I desire to draw to your attention the delay which is occurring in the establishment of the South Pacific Commission. Since the South Pacific Conference in Canberra in February 1947, which decided to establish this Commission, the Governments of Australia, New Zealand and the United Kingdom have ratified the agreement, and there appears to be nothing in the way of ratification in the near future by the Governments of France, the Netherlands and the United States. In the United States, as you know, ratification did not occur at the last session of Congress because of a slight difference in the text of the bills as adopted by the two Houses of Congress.
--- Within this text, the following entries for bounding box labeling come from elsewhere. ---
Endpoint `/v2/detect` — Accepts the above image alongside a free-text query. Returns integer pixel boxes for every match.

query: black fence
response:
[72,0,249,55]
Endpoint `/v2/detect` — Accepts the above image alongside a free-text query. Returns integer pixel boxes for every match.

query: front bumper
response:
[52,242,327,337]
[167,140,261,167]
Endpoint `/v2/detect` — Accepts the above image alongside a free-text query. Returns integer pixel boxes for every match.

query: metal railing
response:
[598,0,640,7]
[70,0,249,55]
I understand that United States ratification can be regarded as certain at the next session of Congress.
The Australian Government is concerned that the delay in the ratification of the agreement is preventing essential preliminary work being undertaken to establish the Commission. The result is not only postponement of the essential work which the Commission is designed to undertake, but also a feeling which is growing among the peoples and the administrations of the South Pacific, that the work is not regarded seriously by the member Governments and that very little can be expected from the Commission.
To meet this situation, the Australian Government has proposed that the precedent set by the Caribbean Commission should be followed. That Commission, which was the successor of the Anglo- American Caribbean Commission but was more extensive in scope and membership, began its work without waiting ratification of the agreement by all member Governments. Before ratification had been completed the Commission appointed its Secretary-General, established its Secretariat, and drew up its budget. The United States Government participated in these activities long before ratification had been completed.
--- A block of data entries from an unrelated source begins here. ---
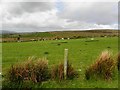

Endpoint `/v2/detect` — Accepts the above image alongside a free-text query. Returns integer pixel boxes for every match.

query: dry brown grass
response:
[117,52,120,71]
[8,57,49,83]
[85,51,115,80]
The Australian Government has accordingly issued an invitation to the other five Governments to attend a preliminary meeting of representatives in Sydney in November. This invitation has been accepted by every Government except the United States. The United States Government has indicated that it is reluctant to take any action, such as the designation of a Commissioner, which they feel might arouse Congressional resentment if it were done in anticipation of Congressional approval.
The United States Government has also expressed the view that the present preparatory body should continue its work in preparation for the initial meeting of the Commission in January, and has argued that there was nothing which the November conference could do which could not be equally well done by the bodies now in existence. In this regard, however, I would point out that the present preparatory body consists only of a small Australian and New Zealand staff, and that under the Agreement this body is authorised only to make preparatory arrangements for the first meeting of the Commission. The Australian Government has been careful not to cause any action to be taken by the preparatory body which would exceed this authority or which might prejudice the future organisation or operations of the Commission, because it has been the Australian Government's desire to have full international participation in these matters at all stages.
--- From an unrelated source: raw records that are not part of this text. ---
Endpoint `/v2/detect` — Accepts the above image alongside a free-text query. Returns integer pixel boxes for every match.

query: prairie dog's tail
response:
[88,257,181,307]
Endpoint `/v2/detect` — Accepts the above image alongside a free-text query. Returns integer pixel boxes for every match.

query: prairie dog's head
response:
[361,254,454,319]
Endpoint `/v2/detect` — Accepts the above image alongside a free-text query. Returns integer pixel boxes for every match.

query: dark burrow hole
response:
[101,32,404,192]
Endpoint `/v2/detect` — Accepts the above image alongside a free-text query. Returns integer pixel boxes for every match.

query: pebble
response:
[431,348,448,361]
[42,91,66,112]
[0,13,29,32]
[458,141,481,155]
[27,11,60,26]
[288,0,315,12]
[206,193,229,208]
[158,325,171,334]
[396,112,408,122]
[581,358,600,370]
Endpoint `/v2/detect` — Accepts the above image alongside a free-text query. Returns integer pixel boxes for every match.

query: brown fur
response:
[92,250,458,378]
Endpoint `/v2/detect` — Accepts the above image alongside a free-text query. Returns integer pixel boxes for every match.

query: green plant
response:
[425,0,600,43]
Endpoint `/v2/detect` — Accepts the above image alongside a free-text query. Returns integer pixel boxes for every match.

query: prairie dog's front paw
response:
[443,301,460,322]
The Australian Government feels that the time has come when member Governments should be prepared to send representatives to meet together to plan the early phase of the Commission's work. The Australian Government does not believe that this early preparatory work, on matters on which all Governments can readily come to agreement, should be delayed pending formal ratification. It would create a most unfortunate impression among the peoples of the Pacific if the first meeting of representatives were not held until one year after the original conference in Canberra.
I would, therefore, ask you to give earnest consideration to this matter and to designate a representative to attend the preparatory conference in Sydney in November.